Adjustable Rate Mortgage (ARM) is a loan type where the interest rate is not fixed over the entire life of the loan. Often, there is a fixed rate period, where the initial rate is in effect, and then the rate adjusts at a set frequency. You will often see these two conditions expressed at 7/6 ARM. The first number represents the number of years the rate is fixed at the initial interest rate (determined at purchase and closing). The second number is the frequency at which the interest rate adjusts. Your lender may offer multiple different term periods.


This loan type does not require 20% down to close. Usually, a 5 or 10% down payment is required and they do not require PMI. At first glance, an ARM may seem inherently riskier but they can sometimes offer lower monthly payments for buyers not putting 20% down.

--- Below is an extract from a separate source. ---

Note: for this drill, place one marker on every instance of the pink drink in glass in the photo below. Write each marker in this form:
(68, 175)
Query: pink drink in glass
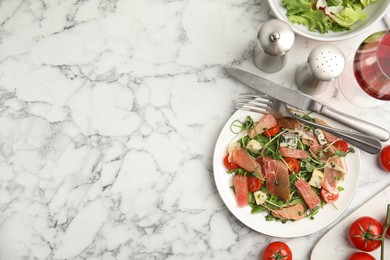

This may also be a good option if you don’t plan on staying in your current home for longer than the fixed initial rate period or plan to refinance within that period. There are caps to how much your interest rate can change, so be sure to discuss this with your lender and read the loan conditions carefully.


  • Land

Land loans are used to purchase parcels that are unimproved (aka, don’t have a structure). The one’s that I’ve seen require 20% down and have shorter terms, such as 1 year. These are somewhat specialized loans that not every lending institution offers. I’ve seen them offered by banks.


  • Jumbo

This is for when you’re borrowing more than the $726,200 limit for single family homes set by Fannie Mae and Freddie Mac. The limit was just increased in 2023 from $647,200 in 2022. These loans can be fixed or adjustable rates, they often don’t have PMI, but they do tend to have higher interest rates and can be more difficult to qualify for.


  • Construction

These loans are used when you’re building a new home and multiple draws on the loan are needed. Not all new home builds require a construction loan. Construction loans usually require 10 or 20% down at the initial closing, have a 9-12 month building period, and at the end of the building period some convert to a conventional loan. Usually, the value of the lot (equity) can be used toward the down payment, and you make interest only payments during the building period.


This loan type can vary greatly from lender to lender. Some lenders don’t require PMI with a down payment below 20% and some do. There may be one or two closings. I highly encourage you to shop multiple lenders for this loan type and compare conditions.


WHAT IS PMI


Private Mortgage Insurance (PMI) is insurance that is charged on top of your mortgage payment and base mortgage interest rate. Sometimes PMI is charged for the lifetime of the loan but I’ve also seen PMI disappear after you reach 20% in equity. That is, 20% of appraised value at closing. It just depends on the initial loan conditions. Be sure to ask this question.


Essentially, PMI protects the lender if the borrower defaults on the loan. Lender’s view borrows putting less than 20% down on a fixed rate mortgage at higher risk to default. Default meaning, not pay on the loan.


CLOSING COSTS


Closing costs vary based on tax rate, loan type, title company, purchase price, and other factors. WORK WITH YOUR LENDER AND REAL ESTATE AGENT TO ESTIMATE CLOSING COSTS. I cannot stress this enough. Your lender should have a pretty good idea of closing costs based on the price range and location where you are searching or plan to search, and based on your loan type. Your real estate agent will have a rough idea of closing costs charged by the title company.